Du reste, L'HIRONDELLE ET LA MESANGE, qui se regarde sans bailler un instant, n'a rien perdu de son charme discret et de son calme entêtant.


Ne jamais aller au lit après une simple verveine: prendre un truc fort, à vous tordre les boyaux, quitte à garder les yeux ouverts longtemps dans le noir, en sueur. Ni film à faire peur, ni prétexte à grave trauma (quoique, ne laissez pas vos gosses traîner devant...), ni rien de ce que avez pu voir avant, c'est... TRASH HUMPERS de Harmony Korine, cinéaste agité sous influence expérimentale U.S.-indé, qui a beaucoup à voir avec le sens de la provocation gratuite, grandiose, exagérée mais poilante telle qu'établi avant lui par John Waters, mais sous des formes moins "pop", moins rose bonbon.
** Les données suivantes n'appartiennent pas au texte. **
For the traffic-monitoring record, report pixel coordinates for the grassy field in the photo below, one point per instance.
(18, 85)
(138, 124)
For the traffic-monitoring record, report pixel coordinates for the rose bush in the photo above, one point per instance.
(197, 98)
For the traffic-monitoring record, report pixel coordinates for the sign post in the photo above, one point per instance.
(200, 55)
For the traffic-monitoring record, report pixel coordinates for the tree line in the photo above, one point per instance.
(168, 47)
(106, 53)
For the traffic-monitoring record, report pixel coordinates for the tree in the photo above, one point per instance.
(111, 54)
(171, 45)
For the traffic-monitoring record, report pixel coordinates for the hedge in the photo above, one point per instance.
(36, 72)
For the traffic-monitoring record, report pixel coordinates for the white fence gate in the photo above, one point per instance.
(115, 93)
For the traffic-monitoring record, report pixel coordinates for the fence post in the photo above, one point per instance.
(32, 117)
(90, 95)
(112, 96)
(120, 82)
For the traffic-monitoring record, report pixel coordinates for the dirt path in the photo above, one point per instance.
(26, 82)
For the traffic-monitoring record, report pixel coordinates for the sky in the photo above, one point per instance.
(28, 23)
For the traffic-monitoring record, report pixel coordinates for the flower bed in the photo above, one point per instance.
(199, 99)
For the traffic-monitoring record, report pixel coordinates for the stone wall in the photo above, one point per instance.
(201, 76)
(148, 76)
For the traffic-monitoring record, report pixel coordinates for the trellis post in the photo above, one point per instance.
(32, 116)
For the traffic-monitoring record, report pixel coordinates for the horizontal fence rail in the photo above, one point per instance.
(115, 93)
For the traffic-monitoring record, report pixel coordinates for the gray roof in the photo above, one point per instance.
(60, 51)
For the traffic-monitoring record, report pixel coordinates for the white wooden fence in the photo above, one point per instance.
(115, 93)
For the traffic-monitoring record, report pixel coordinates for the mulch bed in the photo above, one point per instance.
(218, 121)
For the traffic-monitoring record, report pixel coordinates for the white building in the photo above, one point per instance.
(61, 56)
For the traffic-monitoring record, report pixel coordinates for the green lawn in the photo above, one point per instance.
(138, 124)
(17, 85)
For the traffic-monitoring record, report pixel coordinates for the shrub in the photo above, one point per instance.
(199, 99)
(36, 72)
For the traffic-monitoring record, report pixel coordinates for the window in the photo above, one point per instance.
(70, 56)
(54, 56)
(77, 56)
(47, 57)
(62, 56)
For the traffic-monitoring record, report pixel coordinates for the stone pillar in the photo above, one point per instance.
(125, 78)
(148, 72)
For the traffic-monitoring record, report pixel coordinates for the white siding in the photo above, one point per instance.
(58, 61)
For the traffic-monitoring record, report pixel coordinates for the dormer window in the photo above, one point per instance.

Pour mémoire, Korine avait d'abord écrit des scénarii pour Larry Clarck (KIDS, c'est lui), et le film le plus normal qu'il a pu réaliser jusqu'à présent doit être...SPRING BREAKERS peut-être, ou MISTER LONELY. Et normal est ici un bien grand mot.

TRASH HUMPERS, tourné en 2009 avec ce qui semble être un Camescope se déroule dans une banlieue pourrie de Nashville. Trois ou quatre affreux jojos, qui ont tous chopé le masque de Dustin Hoffman quand il a 100 ans dans LITTLE BIG MAN, errent sur les parkings et dans les terrains vagues, grommellent à l'intérieur de leurs bouteilles, se trémoussent en fracassant des néons ou des téléviseurs, hurlent des comptines en faisant des pas de danse peut-être calqués sur ceux d'Alex dans ORANGE MECANIQUE, se marrent comme des fous (l'un-e- d'eux à un rire hystérique haut perché qui vrille les nerfs), et, toujours, baisent les poubelles (Trash humpers, c'est ça donc).

Le grotesque le dispute au malaise, mais pas dans le sens que l'on croit: c'est grotesque alors, justement, le malaise ne s'installe pas vraiment. Qu'ils écoutent en se bidonnant une sorte de poète beat déclamer un poème en tenue de soubrette, qu'ils se foutent de la gueule d'un petit gros à lunette qui n'arrive pas à atteindre l'arceau du panneau de basket, qu'ils fracassent un crâne au marteau, c'est du pareil au même: de toute façon, ils s'en retournent toujours niquer des poubelles (avec parfois des variantes: cela peut-être une boîte aux lettres, un pot de fleur ou un tronc: on les a même surpris en train de branler des branches d'arbre), une bouteille à la main. Et toujours dans une image analogique dégueulasse, avec cuts imprévus, sans montage prévisible, aussi on pourrait appeler ça: un film démonté.

Il faut posséder, c'est entendu, un sens de l'humour certain pour supporter cette chose jusqu'au bout, mais l'iconoclaste qui sommeille en tout cinéphile exigeant, en moi a été comblé. Il ne faut pas longtemps pour comprendre que cette captation sauvage de ses humeurs décérébrées est filmé dans un cadre qui n'a rien d'anodin. Amérique des suburbs, des beaufs à picole, des blagues anti-pédés et anti-noirs, anti-youpins, des pavillons à planches vermoulues avec gazon cuit par le soleil et les merdes de chien, Amérique éternelle qui se fend parfois de laïus désarmants de connerie inter-sidérale (lors d'une "pause philosophique" professée par un de nos trash humpers, sur l'American way of life, le sens de la vie, tout ça), Amérique d'aujourd'hui avec son président-guignol à moumoute qui lui aussi porte un masque à faire peur, et nique les poubelles.

Harmony Korine, cinéaste de ma génération (né en 1973), pas encore rangé des voitures, qui filme son propre pays avec ce qu'il est à même de mieux comprendre: un humour pipi-caca, des images dégueulasses, des bites et des poubelles. 

Après ça, que god save America, bien entendu.